Hay estudios que han objetivado la existencia de los meridianos mediante la inyección en su seno de un marcador isotópico (Tecnecio 99). El Tecnecio inyectado sigue los trayectos de los canales de acupuntura, los cuales no se corresponden con ninguna estructura anatómica orgánica (arterias, nervios, venas, etc.).

Sobre los meridianos parecen "resonar" fenómenos generales internos. Por ejemplo, los mecanismos de "absorción del mundo exterior" —tanto a nivel alimentario como psíquico— resonarían sobre el canal de Zu Yang Ming / Estómago. Si esta dinámica está impedida, el individuo que padece dicho bloqueo puede sufrir tanto dificultades digestivas (náuseas, vómitos, digestiones lentas y pesadas, etc.), como dificultad para "digerir" los sucesos externos (rechazo psíquico, rumiación de los pensamientos, etc.).

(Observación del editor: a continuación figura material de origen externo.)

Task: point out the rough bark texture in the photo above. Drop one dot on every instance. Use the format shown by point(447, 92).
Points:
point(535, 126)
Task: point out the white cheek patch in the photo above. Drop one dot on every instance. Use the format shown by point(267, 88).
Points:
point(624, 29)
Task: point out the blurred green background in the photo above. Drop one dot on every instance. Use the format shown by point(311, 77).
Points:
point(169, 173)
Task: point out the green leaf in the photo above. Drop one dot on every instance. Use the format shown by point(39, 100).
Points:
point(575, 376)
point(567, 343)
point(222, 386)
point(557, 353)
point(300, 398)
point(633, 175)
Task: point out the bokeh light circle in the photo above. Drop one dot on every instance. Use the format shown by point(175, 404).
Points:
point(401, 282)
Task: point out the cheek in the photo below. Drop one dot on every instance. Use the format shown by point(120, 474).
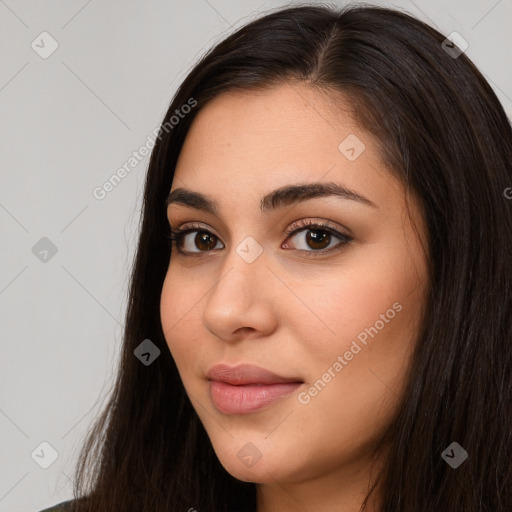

Los meridianos tienen zonas precisas donde el Qi está más concentrado (como "nudos" de Qi): los denominados "puntos de acupuntura", de un diámetro en superficie de 2mm, que serían locus de resonancia de movimientos muy precisos de Qi. Lo único que se ha evidenciado de los puntos de acupuntura es que son zonas de baja resistencia eléctrica en la piel. Los médicos acupuntores los identifican por su localización precisa, y por ser zonas levemente deprimidas, con un tacto más fino a nivel cutáneo. Por ejemplo, hay 45 puntos en el canal de Zu Yang Ming / Estómago, que se corresponden con aspectos específicos de la integración del mundo exterior por parte del sujeto vivo.

Cada punto es la referencia de un movimiento. En virtud de esa resonancia, cuando una función está impedida, el punto correspondiente puede ser doloroso o sensible a la presión (lo cual es útil para el diagnóstico). Inversamente, su adecuada estimulación mediante una fina aguja de metal, permite restablecer la función alterada.